Development of Thrombogenicity Testing Methods for Medical Devices with Large Blood-Contacting Surfaces
CERSI Collaborators: University of California San Francisco: Shuvo Roy, PhD
FDA Collaborators: : Center for Devices and Radiological Health: Qijin Lu, PhD; Megan Jamiolkowski, PhD; Richard Malinauskas, PhD
Project Start Date: 05/2018
Regulatory Science Challenge
Blood clot formation, also called thrombosis, remains a major clinical complication for patients who require a medical device that comes in contact with their blood. Devices with large blood-contacting surfaces, such as artificial kidneys and lungs, tend to be more susceptible to forming blood clots since the exposure of blood to foreign surfaces has been shown to promote thrombosis, especially for clinical applications in which the patient is in contact with the device for a long period of time. To ensure patient safety, it is important to appropriately evaluate the potential for thrombogenicity (blood clotting) of medical devices prior to clinical use. However, current blood compatibility evaluations often rely on testing the devices in animals , which are costly, time-consuming, and may have limited clinical predictive value.

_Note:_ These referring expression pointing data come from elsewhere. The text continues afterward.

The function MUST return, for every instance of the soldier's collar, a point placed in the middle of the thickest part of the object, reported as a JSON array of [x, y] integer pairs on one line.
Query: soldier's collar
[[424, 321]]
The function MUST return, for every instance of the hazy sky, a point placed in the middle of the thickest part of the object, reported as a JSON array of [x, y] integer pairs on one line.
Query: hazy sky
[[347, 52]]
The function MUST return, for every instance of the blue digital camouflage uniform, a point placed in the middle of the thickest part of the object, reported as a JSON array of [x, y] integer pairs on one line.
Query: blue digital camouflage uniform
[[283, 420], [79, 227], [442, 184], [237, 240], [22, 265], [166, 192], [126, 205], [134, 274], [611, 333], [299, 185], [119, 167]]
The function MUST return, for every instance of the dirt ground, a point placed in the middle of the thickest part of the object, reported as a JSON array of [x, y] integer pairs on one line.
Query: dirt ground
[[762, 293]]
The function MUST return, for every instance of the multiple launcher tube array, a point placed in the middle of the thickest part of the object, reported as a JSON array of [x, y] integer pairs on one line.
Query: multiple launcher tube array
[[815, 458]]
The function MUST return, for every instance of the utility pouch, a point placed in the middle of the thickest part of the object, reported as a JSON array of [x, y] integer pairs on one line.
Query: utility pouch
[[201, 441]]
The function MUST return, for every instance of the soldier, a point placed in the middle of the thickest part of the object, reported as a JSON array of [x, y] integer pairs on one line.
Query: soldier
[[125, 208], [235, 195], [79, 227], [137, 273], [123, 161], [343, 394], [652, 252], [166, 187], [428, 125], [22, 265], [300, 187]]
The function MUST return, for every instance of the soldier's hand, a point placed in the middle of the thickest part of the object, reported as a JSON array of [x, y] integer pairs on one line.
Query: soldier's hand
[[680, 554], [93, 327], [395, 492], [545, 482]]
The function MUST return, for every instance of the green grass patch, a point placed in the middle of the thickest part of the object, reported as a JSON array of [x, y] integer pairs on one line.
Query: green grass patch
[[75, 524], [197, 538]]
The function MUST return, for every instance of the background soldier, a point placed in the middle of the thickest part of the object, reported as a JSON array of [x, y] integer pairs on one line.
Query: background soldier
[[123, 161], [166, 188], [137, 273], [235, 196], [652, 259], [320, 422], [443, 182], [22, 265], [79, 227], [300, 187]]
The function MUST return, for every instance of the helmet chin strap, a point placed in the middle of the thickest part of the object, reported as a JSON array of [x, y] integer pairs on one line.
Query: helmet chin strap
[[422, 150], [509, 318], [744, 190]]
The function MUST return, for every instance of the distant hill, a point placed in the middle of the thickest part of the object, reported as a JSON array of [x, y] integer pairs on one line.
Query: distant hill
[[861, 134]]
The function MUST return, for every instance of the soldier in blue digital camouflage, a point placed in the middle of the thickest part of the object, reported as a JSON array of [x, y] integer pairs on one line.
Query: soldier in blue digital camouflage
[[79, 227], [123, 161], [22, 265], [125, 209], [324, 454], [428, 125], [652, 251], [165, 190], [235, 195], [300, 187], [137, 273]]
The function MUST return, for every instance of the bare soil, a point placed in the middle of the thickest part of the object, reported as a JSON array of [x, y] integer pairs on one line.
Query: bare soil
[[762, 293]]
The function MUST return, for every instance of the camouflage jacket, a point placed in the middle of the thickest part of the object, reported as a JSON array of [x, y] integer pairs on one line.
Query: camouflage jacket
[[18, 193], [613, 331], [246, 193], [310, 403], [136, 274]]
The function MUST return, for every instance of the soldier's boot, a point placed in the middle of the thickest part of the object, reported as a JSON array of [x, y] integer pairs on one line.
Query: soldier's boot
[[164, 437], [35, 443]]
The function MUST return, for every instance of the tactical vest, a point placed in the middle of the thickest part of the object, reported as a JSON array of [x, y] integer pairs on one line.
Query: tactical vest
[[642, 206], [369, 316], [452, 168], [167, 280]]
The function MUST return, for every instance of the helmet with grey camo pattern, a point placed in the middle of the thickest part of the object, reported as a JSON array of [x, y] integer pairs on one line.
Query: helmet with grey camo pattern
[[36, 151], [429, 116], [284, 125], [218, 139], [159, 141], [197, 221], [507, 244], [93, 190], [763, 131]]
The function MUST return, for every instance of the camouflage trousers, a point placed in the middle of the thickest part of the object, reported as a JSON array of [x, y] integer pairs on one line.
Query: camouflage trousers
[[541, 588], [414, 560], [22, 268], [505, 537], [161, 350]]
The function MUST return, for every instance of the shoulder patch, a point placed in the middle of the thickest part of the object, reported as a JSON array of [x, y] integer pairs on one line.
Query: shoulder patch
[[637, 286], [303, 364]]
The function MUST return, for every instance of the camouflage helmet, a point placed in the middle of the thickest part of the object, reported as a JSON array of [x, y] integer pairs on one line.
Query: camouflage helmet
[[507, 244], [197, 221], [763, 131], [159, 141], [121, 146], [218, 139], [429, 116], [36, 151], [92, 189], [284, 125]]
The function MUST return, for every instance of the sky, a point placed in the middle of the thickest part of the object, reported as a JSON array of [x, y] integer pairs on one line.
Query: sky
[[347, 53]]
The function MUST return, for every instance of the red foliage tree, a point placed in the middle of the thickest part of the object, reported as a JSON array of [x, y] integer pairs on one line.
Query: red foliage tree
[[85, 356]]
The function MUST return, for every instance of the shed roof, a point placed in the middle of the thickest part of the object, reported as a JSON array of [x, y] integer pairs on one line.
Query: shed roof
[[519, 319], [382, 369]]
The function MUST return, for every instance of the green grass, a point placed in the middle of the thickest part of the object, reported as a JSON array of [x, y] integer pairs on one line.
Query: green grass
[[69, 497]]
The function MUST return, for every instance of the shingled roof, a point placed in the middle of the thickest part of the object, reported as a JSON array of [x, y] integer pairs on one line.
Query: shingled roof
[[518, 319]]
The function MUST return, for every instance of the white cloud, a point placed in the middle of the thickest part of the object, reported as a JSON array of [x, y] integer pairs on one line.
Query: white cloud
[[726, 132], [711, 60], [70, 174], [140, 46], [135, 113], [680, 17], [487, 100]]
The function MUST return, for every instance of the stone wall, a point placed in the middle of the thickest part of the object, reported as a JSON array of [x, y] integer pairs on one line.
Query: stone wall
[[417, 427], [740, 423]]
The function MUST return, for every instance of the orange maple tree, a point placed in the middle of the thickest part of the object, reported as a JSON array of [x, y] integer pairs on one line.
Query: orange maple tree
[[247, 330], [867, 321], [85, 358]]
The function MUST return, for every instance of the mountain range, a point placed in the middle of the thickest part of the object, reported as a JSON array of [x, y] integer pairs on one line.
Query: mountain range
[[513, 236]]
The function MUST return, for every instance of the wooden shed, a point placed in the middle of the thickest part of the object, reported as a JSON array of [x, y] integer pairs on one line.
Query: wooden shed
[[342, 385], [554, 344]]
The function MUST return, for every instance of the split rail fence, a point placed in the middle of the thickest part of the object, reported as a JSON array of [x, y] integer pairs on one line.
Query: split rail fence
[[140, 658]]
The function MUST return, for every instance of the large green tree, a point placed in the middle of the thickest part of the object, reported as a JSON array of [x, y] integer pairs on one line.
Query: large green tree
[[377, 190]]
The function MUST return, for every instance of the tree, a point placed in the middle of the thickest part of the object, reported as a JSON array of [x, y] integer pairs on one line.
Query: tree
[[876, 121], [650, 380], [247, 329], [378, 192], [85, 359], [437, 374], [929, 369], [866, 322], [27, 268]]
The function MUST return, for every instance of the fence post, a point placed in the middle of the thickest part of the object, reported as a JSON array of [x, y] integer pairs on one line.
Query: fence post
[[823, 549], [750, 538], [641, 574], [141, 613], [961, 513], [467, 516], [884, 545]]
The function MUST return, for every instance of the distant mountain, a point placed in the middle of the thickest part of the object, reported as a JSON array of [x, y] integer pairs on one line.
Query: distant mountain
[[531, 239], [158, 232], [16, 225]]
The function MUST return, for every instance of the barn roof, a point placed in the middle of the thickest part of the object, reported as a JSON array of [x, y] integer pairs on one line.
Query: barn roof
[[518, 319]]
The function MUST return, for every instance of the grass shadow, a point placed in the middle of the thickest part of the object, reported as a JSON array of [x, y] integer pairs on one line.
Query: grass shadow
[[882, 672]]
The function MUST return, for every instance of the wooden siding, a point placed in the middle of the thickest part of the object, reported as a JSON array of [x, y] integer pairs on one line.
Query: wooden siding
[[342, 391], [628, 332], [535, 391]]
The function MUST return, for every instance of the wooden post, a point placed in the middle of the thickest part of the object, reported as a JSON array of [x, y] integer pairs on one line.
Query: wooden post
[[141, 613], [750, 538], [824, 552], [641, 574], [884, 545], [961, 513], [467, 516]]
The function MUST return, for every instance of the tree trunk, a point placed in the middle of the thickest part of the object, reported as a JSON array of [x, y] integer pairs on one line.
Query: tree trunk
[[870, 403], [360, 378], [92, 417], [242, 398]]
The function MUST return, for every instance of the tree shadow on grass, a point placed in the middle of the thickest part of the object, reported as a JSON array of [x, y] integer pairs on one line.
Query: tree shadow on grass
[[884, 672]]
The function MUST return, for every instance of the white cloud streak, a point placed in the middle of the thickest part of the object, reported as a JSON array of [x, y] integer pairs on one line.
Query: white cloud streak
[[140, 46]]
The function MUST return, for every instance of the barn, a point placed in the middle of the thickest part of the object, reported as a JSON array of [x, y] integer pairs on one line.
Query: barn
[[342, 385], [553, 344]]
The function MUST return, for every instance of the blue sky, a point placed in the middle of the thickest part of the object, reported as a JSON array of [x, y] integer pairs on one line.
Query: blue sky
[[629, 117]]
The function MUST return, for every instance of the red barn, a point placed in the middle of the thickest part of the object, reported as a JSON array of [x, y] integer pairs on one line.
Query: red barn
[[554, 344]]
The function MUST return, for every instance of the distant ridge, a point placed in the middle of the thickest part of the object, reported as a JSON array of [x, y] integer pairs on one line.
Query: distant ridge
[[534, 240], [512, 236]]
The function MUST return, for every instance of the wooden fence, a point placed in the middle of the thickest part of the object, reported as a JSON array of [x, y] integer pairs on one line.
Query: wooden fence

Project Description and Goals
This project aims to develop, standardize, and validate a series of bench top test methods that can be used to reliably evaluate the thrombogenicity (blood clotting) potential of devices with large blood-contacting surface areas in a less expensive and quicker manner as compared to animal testing. A better understanding and standardization of in vitro thrombogenicity tests, which can be practically performed in the early stages of device development, will facilitate device innovation, and enhance industry and the FDA’s ability to evaluate safety of medical devices with large blood-contacting surfaces.
Publications
Sarode DN, Roy S. In Vitro models for thrombogenicity testing of blood-recirculating medical devices. Expert Rev Med Devices. 2019 Jul;16(7):603-616. doi: 10.1080/17434440.2019.1627199. Epub 2019 Jun 10. PMID: 31154869; PMCID: PMC6660015.